Gastrostomy Tube Use after Transoral Robotic Surgery for Oropharyngeal Cancer

1Head & Neck Institute, Cleveland Clinic Foundation, Cleveland, OH 44106, USA
2Wayne State University School of Medicine, Detroit, MI 48202, USA
3Department of Otolaryngology-Head & Neck Surgery, Henry Ford Hospital, Detroit, MI 48202, USA
4Division of Speech-Language Sciences and Disorders, Department of Neurology, Henry Ford Hospital, Detroit, MI 48202, USA

Received 17 May 2013; Accepted 16 June 2013

Academic Editors: M. V. Nestor and G. Ottaviano

Copyright © 2013 Samer Al-khudari et al. This is an open access article distributed under the Creative Commons Attribution License, which permits unrestricted use, distribution, and reproduction in any medium, provided the original work is properly cited.

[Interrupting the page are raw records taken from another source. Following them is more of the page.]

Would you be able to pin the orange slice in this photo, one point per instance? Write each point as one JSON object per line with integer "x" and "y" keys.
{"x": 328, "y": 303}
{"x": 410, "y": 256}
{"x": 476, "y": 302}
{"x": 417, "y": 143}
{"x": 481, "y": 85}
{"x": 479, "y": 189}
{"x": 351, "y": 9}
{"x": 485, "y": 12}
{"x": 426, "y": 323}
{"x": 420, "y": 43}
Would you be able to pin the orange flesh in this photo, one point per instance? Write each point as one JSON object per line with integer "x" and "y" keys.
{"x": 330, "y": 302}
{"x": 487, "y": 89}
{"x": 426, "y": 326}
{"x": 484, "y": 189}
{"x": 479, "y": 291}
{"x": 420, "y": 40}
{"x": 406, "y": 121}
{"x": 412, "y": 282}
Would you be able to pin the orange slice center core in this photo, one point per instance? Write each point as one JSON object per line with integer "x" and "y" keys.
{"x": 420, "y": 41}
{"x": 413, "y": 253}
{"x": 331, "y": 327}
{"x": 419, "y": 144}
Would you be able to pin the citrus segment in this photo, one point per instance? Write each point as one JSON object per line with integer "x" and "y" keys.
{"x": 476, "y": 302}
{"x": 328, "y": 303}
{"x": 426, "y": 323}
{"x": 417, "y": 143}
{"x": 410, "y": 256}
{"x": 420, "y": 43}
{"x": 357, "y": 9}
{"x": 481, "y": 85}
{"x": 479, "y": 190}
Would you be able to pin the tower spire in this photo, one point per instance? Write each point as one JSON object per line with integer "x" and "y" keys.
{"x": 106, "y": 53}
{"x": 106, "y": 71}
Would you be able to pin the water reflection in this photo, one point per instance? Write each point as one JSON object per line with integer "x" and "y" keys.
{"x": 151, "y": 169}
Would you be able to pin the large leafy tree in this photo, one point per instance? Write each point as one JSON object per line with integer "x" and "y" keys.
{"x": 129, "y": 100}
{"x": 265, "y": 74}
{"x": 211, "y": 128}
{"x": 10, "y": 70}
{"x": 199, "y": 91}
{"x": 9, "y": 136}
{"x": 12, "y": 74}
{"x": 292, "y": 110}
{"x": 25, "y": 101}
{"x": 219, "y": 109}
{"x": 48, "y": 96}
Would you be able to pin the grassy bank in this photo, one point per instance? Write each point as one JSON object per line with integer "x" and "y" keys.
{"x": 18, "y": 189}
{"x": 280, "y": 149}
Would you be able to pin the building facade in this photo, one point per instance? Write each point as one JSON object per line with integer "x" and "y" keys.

Objective. To evaluate factors that influence gastrostomy tube (g-tube) use after transoral robotic surgery (TORS) for oropharyngeal (OP) cancer. Study Design/Methods. Retrospective review of TORS patients with OP cancer. G-tube presence was recorded before and after surgery at followup. Kaplan-Meier and Cox hazards model evaluated effects of early (T1 and T2) and advanced (T3, T4) disease, adjuvant therapy, and free flap reconstruction on g-tube use. Results. Sixteen patients had tonsillar cancer and 13 tongue base cancer. Of 22 patients who underwent TORS as primary therapy, 17 had T1 T2 stage and five T3 T4 stage. Seven underwent salvage therapy (four T1 T2 and three T3 T4). Nine underwent robotic-assisted inset free flap reconstruction. Seventeen received adjuvant therapy. Four groups were compared: primary early disease (PED) T1 and T2 tumors, primary early disease with adjunctive therapy (PEDAT), primary advanced disease (PAD) T3 and T4 tumors, and salvage therapy. Within the first year of treatment, 0% PED, 44% PEDAT, 40% PAD, and 57% salvage patients required a g-tube. Fourteen patients had a temporary nasoenteric tube (48.3%) postoperatively, and 10 required a g-tube (34.5%) within the first year. Four of 22 (18.2%) with TORS as primary treatment were g-tube dependent at one year and had received adjuvant therapy. Conclusion. PED can be managed without a g-tube after TORS. Similar feeding tube rates were found for PEDAT and PAD patients. Salvage patients have a high rate of g-tube need after TORS.